O final do texto era assim: "Nuguet - mais brilho ao couro dos calçados", e eu, num daqueles momentos de gênio às avessas, li desse jeito: "Nuguet - mais brilho ao couro cabeludo..." - e então parei, ao sentir que algo estava errado, e sem achar outra saída conclui: "...dos calçados".

E ficou assim, para espanto de quem estava ouvindo a Rádio: "Nuguet - mais brilho ao couro cabeludo... dos calçados".

Era mais uma gafe de um locutor novato sob tensão.
* * * * *

quarta-feira, 16 de dezembro de 2009
Grandes radialistas e suas gafes - J P

Parecida com a do Algaci Tulio que postamos dias atrás, foi uma do JP na reportagem de um assassinato. Ainda no carro, a caminho do local do crime, ele fez as participações preparatórias para dar clima à reportagem.

- "Estamos a caminho do local onde ocorreu um crime nesta madrugada. Segundo informações que recebemos, e passamos aos nossos ouvintes, a polícia acaba de encontrar um cadáver morto no meio do matagal!"
fonte: www.ulustosa.com.br
* * * * *

Este foi o Gilberto Fontoura que me contou. O JP, famoso apresentador de Rádio, durante um bom tempo foi um ativo repórter policial. Trabalhando na Rádio Independência, ele atuava no programa do Algaci Túlio, fazendo a cobertura das delegacias de polícia. Tanto o JP como também o Algaci, sempre foram madrugadores.

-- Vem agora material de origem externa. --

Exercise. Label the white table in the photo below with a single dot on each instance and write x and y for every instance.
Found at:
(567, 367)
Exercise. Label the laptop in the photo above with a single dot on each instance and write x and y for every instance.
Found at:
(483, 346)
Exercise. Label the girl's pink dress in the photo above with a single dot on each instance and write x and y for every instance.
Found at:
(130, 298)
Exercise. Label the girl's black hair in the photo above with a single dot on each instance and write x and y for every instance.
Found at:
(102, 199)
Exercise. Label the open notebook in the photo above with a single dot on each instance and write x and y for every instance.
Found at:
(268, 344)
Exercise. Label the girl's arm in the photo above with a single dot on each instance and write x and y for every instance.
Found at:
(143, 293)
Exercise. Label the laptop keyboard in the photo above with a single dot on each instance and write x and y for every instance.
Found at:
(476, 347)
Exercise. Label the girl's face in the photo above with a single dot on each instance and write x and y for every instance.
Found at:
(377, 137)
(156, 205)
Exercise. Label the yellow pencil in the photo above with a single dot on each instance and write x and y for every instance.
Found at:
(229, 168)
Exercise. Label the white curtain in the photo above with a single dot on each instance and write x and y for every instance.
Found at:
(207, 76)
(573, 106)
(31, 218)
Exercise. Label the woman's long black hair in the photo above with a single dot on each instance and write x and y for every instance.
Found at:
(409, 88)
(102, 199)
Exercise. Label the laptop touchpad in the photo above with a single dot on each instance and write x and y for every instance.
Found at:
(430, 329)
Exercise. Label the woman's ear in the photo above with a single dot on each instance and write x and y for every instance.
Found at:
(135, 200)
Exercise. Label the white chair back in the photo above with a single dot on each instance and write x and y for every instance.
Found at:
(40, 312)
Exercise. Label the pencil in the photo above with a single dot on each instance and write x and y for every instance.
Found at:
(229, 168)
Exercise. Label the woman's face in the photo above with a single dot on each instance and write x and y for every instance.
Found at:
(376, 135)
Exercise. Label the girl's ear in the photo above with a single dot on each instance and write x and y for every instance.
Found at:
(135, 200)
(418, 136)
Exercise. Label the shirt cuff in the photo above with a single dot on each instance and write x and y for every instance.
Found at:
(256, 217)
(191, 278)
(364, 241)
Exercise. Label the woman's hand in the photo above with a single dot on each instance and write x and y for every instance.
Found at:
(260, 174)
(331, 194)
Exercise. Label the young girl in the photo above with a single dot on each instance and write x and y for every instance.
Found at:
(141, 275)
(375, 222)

Muitas vezes, em campanhas políticas, ficavam acordados até muito tarde e pouco dormiam, despertando muito cedo para o trabalho.

Numa certa manhã, o programa do Algaci estava no ar quando ocorreu a prisão de um malandro que estava espalhando cheques sem fundo na cidade. O JP, lá da delegacia, informou assim:

- "Algaci, o cara foi preso. É o rei do cheque frio. Ele espalhou na praça mais de vinte cheques "premeditados", todos sem fundo.

O Algaci Túlio não conseguiu segurar o riso. O JP havia trocado as palavras e disse cheques"premeditados" quando queria dizer cheques pré-datados.
fonte: Site do Ubiratan Lustosa

quinta-feira, 17 de dezembro de 2009
Grandes radialistas e suas gafes - Claudio Ribeiro e Carlos Kleina

Conversando com o locutor, compositor, veterano e criativo comunicador Cláudio Ribeiro, ficamos um bom tempo relembrando os acontecimentos do passado em nossas longas carreiras de radialistas. Vieram à tona os causos envolvendo nossos antigos colegas e amigos.

Um dos "premiados" com as nossas recordações foi o Carlos Kleina que, eu já falei anteriormente pra vocês, sempre foi um excelente colega, muito divertido e brincalhão.

Nos meados dos anos 80, quando todos nós atuávamos na Rádio Clube Paranaense, lembra o Cláudio Ribeiro que uma das diversões do Kleina era deixar em má situação os seus colegas locutores quando eles estavam falando ao microfone. Para provocá-los ele fazia caretas, olhava-os fixamente, fazia gestos, inventava mil coisas para distraí-los e fazer que cometessem erros para depois dar gargalhadas a sua custa. Era enorme o esforço dos locutores para não rir quando o Kleina fazia suas criancices.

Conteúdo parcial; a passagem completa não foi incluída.